The resettlement of refugees fleeing the Syrian Civil War has been one of hottest topics, locally and nationally, in the past few months. 

The Missoula City Club hosted an open forum on Monday for citizens to discuss the issue.

The group heard from three speakers. Each shared their perspective and stance on resettlement, including Wilmot Collins, who is himself a resettled refugee.

"I can tell you, I went through the process. That process is intense, vigorous, detailed. It took me two years and seven months to join my family," Collins said. "I'm not part of a team. I'm an American."

Collins immigrated to Helena, Montana in 1994 during the Liberian Civil War. He and his wife, also an immigrant, have lived in the state ever since. 

Collins was one of three speakers at the forum, including anti-refugee activist Jim Buterbaugh from Whitehall, who says the issue is not about race or religion, but national security. 

"This is how it runs. I don't understand why the government is so hot on helping every country but the United States," Buterbaugh said.

The third speaker was Mary Poole, who helped start Soft Landings Missoula, who has been active in making refugee resettlement to Missoula possible.

Soft Landing Missoula has been working with the International Rescue Committee who have submitted an application to the State Department in favor of opening a Resettlement Office in Missoula, which is pending approval.

She says the city has been very supportive of the possibility of accepting refugees.

"We have a strong history of successful refugee resettlement and voluntary agencies are looking for new locations," Poole said. "Missoula is a great-sized city. Resettling refugees in large cities can get lost, so we're a great welcoming place.
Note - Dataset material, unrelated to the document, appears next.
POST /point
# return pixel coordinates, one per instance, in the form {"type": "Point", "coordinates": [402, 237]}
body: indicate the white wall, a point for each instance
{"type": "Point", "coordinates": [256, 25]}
And Missoulians have shown interest by the hundreds."

Collins says he was met with resistance when he first came to Montana, but couldn't be more happy with the second chance the state provided for him and his family. 

"We're talking about doctors. We're talking about nurses. We're talking about office, we're talking about engineers that have contributed to this economy and to this country," Collins said. 

Opinions on the issue have been regionally mixed, with Missoula County representatives supporting refugees and Ravalli and Flathead counties being against relocation.

For the 2016 fiscal year, the U.S. has committed to accepting about 85,000 refugees worldwide, with up to 10,000 of those from Syria.